これは遠い過去のこと。横手市方面の里山でりんごなどを食べていたとみられるクマが、根雪となった深い新雪を漕ぎ、どこにも立ち寄らずまっすぐに県境を越え胆沢川流域のブナの森にある冬眠穴に向かった例もあります。秋までに自分の入る穴を決めていて、根雪となったらそれにまっすぐ向かえるという、そのすぐれた本能には感心したものです。
「自分が冬眠すると決めていた穴に、ほかのクマが入っていたらどうするのか」、「そんなことは、クマの世界ではありえないことなのか」など、長年クマ狩りをしていた私どもにもわからないことが、クマの生態にはあまりにも多くあります。
クマが毎年入っているだろう冬眠穴をいくつか知っていますが、そういう所にカメラなどを据えておけば、不思議とされる生態の一部はわかるでしょう。毎年目にする初雪後のクマの足跡。それは、神秘的とさえいえる彼らの能力に思いを寄せる跡でもあります。
▼その積もった初雪がまだ少し残っていた24日、訪れていた童と自宅まわりにエノキタケを摘み採りに散策。積雪が完全になくなったきのうも、いったん雪に覆われ、その下で生長していたエノキタケがまた方々で目につきました。このキノコを「ユギノシタキノゴ」と地元では呼びます。雪の下で生長している姿をみれば、なるほど、とうなずけます。
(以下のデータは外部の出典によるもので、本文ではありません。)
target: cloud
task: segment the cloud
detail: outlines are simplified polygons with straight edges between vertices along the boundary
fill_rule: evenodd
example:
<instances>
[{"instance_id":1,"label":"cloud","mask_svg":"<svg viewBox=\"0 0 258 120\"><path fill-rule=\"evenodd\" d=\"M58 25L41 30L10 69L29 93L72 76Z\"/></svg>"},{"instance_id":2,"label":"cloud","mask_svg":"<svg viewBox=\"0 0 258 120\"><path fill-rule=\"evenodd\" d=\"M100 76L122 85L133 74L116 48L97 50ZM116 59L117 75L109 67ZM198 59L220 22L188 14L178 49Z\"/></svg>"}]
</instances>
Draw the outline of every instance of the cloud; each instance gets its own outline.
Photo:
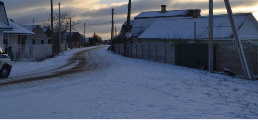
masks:
<instances>
[{"instance_id":1,"label":"cloud","mask_svg":"<svg viewBox=\"0 0 258 120\"><path fill-rule=\"evenodd\" d=\"M193 9L202 10L202 15L208 14L208 0L137 0L132 1L131 20L142 12L160 11L161 5L166 5L168 10ZM22 13L50 6L48 0L1 0L4 3L7 15L14 13ZM60 1L53 0L53 4L57 5ZM118 31L120 31L122 24L126 21L127 16L128 0L62 0L61 3L82 9L92 10L103 10L116 8L114 19ZM116 1L121 2L115 3ZM252 12L258 18L258 1L257 0L230 0L234 13ZM140 4L140 5L139 5ZM223 0L214 0L214 14L226 13ZM58 6L55 6L54 10L58 10ZM72 13L75 14L76 19L81 20L82 23L77 28L78 31L82 33L84 30L84 23L98 24L111 21L111 11L104 12L90 11L79 10L61 5L63 11ZM48 13L50 12L50 8L33 12L8 17L16 22L23 25L33 24L33 19L35 24L39 24L47 19ZM100 25L87 25L86 36L91 36L94 31L102 36L103 39L109 39L111 36L111 24Z\"/></svg>"}]
</instances>

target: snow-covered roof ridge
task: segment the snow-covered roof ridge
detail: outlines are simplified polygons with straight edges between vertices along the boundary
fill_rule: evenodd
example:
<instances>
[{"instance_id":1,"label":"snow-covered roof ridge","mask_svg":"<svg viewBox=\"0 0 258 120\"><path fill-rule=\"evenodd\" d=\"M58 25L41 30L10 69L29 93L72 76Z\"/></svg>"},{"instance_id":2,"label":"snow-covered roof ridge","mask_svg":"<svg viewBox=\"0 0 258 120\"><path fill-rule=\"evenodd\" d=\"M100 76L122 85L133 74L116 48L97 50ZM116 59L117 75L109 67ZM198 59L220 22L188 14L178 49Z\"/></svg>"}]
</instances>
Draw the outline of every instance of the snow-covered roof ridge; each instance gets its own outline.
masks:
<instances>
[{"instance_id":1,"label":"snow-covered roof ridge","mask_svg":"<svg viewBox=\"0 0 258 120\"><path fill-rule=\"evenodd\" d=\"M161 13L160 11L143 12L135 18L184 16L192 11L193 10L168 10L165 13Z\"/></svg>"},{"instance_id":2,"label":"snow-covered roof ridge","mask_svg":"<svg viewBox=\"0 0 258 120\"><path fill-rule=\"evenodd\" d=\"M134 23L134 21L131 20L130 21L130 25L132 25ZM125 21L125 22L123 24L123 26L126 26L127 25L127 21Z\"/></svg>"},{"instance_id":3,"label":"snow-covered roof ridge","mask_svg":"<svg viewBox=\"0 0 258 120\"><path fill-rule=\"evenodd\" d=\"M36 24L34 25L23 25L22 26L32 31L36 29L36 28L37 27L39 26L39 25Z\"/></svg>"},{"instance_id":4,"label":"snow-covered roof ridge","mask_svg":"<svg viewBox=\"0 0 258 120\"><path fill-rule=\"evenodd\" d=\"M238 30L251 16L251 13L233 15ZM233 33L227 14L214 15L214 20L215 38L233 38ZM207 39L208 31L208 16L157 19L138 37L140 39L194 39L194 23L196 24L197 39Z\"/></svg>"},{"instance_id":5,"label":"snow-covered roof ridge","mask_svg":"<svg viewBox=\"0 0 258 120\"><path fill-rule=\"evenodd\" d=\"M1 22L0 22L0 29L12 30L12 29L13 28L10 26L7 25L4 23L2 23Z\"/></svg>"},{"instance_id":6,"label":"snow-covered roof ridge","mask_svg":"<svg viewBox=\"0 0 258 120\"><path fill-rule=\"evenodd\" d=\"M13 31L4 31L4 33L6 34L16 34L22 35L35 35L36 34L32 32L26 28L19 25L10 19L8 19L10 26L12 27Z\"/></svg>"}]
</instances>

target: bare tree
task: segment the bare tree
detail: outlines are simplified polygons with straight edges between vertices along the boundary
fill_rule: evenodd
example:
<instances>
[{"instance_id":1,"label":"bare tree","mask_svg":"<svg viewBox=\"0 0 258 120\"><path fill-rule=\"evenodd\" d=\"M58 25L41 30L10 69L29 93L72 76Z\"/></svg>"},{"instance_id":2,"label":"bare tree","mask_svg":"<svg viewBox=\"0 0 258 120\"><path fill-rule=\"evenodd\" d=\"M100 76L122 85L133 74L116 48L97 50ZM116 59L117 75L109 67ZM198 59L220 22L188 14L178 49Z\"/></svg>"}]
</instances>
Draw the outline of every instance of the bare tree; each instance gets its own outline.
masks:
<instances>
[{"instance_id":1,"label":"bare tree","mask_svg":"<svg viewBox=\"0 0 258 120\"><path fill-rule=\"evenodd\" d=\"M58 36L59 28L58 13L58 12L55 11L53 13L54 15L53 31L55 37L58 37ZM48 15L47 20L44 21L43 24L41 25L43 28L51 28L51 15L50 13L49 13L48 14ZM61 12L61 38L63 38L66 32L70 32L70 18L71 18L71 27L72 31L76 30L75 27L78 26L80 25L80 21L75 20L75 15L72 13Z\"/></svg>"}]
</instances>

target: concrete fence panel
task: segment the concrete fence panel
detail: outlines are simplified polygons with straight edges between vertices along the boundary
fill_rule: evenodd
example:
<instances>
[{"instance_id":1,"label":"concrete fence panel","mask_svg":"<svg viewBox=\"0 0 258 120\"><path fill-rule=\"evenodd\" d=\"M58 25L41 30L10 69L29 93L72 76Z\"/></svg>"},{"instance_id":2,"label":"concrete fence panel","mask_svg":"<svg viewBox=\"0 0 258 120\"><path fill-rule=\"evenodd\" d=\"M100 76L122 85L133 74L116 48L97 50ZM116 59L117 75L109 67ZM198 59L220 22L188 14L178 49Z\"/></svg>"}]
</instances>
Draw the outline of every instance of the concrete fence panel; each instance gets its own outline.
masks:
<instances>
[{"instance_id":1,"label":"concrete fence panel","mask_svg":"<svg viewBox=\"0 0 258 120\"><path fill-rule=\"evenodd\" d=\"M145 60L149 59L149 44L143 44L143 59Z\"/></svg>"},{"instance_id":2,"label":"concrete fence panel","mask_svg":"<svg viewBox=\"0 0 258 120\"><path fill-rule=\"evenodd\" d=\"M137 58L143 59L143 45L142 44L136 44L136 53Z\"/></svg>"},{"instance_id":3,"label":"concrete fence panel","mask_svg":"<svg viewBox=\"0 0 258 120\"><path fill-rule=\"evenodd\" d=\"M132 44L132 58L136 58L136 44Z\"/></svg>"},{"instance_id":4,"label":"concrete fence panel","mask_svg":"<svg viewBox=\"0 0 258 120\"><path fill-rule=\"evenodd\" d=\"M51 44L34 45L33 50L33 61L37 61L44 59L52 55Z\"/></svg>"},{"instance_id":5,"label":"concrete fence panel","mask_svg":"<svg viewBox=\"0 0 258 120\"><path fill-rule=\"evenodd\" d=\"M150 46L150 60L157 61L157 44L152 43Z\"/></svg>"},{"instance_id":6,"label":"concrete fence panel","mask_svg":"<svg viewBox=\"0 0 258 120\"><path fill-rule=\"evenodd\" d=\"M166 62L166 45L164 43L160 42L157 44L157 61Z\"/></svg>"},{"instance_id":7,"label":"concrete fence panel","mask_svg":"<svg viewBox=\"0 0 258 120\"><path fill-rule=\"evenodd\" d=\"M166 63L175 64L175 45L172 42L166 44Z\"/></svg>"}]
</instances>

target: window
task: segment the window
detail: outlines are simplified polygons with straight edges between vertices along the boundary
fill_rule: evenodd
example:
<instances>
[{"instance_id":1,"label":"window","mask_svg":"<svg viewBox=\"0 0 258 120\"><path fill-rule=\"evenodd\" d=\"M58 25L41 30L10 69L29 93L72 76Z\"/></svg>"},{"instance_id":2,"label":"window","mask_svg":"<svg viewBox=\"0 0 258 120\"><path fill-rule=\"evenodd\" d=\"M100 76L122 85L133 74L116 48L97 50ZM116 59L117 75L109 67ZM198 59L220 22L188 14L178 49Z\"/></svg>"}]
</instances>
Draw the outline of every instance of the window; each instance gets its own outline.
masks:
<instances>
[{"instance_id":1,"label":"window","mask_svg":"<svg viewBox=\"0 0 258 120\"><path fill-rule=\"evenodd\" d=\"M8 40L7 39L4 39L4 44L8 44Z\"/></svg>"},{"instance_id":2,"label":"window","mask_svg":"<svg viewBox=\"0 0 258 120\"><path fill-rule=\"evenodd\" d=\"M0 47L0 54L3 54L4 53L4 50L3 50L3 48L2 47Z\"/></svg>"}]
</instances>

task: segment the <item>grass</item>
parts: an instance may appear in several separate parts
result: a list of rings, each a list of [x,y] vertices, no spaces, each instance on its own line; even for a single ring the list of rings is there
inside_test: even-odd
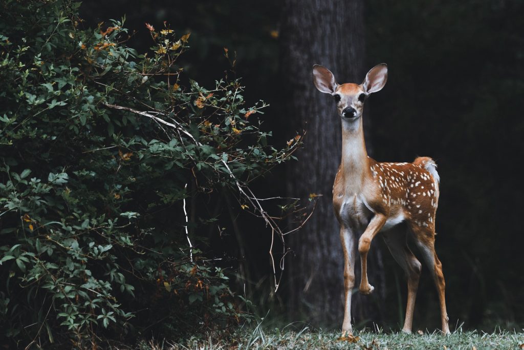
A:
[[[356,333],[358,340],[350,342],[339,339],[340,334],[322,331],[311,331],[307,327],[301,331],[282,331],[278,328],[263,330],[260,325],[252,331],[241,331],[227,341],[210,337],[193,338],[183,343],[150,342],[138,348],[154,350],[242,350],[244,349],[440,349],[481,350],[483,349],[524,349],[524,333],[507,331],[493,333],[459,330],[451,335],[440,333],[413,334],[384,333],[367,330]]]

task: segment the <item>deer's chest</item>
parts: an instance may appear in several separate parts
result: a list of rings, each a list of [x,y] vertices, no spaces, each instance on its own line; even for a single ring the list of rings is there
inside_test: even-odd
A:
[[[333,198],[333,206],[339,221],[351,227],[365,227],[373,215],[362,194],[339,194]]]

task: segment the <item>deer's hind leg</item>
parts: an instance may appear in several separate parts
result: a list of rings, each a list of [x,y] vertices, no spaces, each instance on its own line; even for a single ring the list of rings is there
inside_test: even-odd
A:
[[[430,272],[436,287],[440,304],[440,316],[442,321],[442,332],[444,334],[449,334],[450,329],[447,324],[447,312],[446,311],[446,300],[444,291],[446,283],[442,273],[442,264],[436,256],[435,251],[434,226],[419,226],[412,223],[410,228],[413,232],[415,242],[420,249],[420,252],[425,262],[428,264]]]
[[[406,233],[406,228],[403,226],[384,232],[382,236],[394,259],[404,270],[408,279],[408,302],[402,330],[410,333],[422,265],[408,246]]]

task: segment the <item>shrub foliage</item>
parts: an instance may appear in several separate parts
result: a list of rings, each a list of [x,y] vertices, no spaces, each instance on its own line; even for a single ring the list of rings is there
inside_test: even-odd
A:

そばの立ち木には、ナメコのように粘るトヂナメラコ(ヌメリスギタケモドキ)も。
▼きのうは男鹿で季節ハタハタの初水揚げがされたと報道されました。県北で漁をしている知人の方が「ハタハタは底引きで獲れるのが旬、一番美味い」と言いましたが、ほんと、今のハタハタは脂が適度にのっていておいしいですね。冬囲いをきのうやっと終えたわが家。夕餉ではそのおいしいハタハタを焼いてごちそうになりました。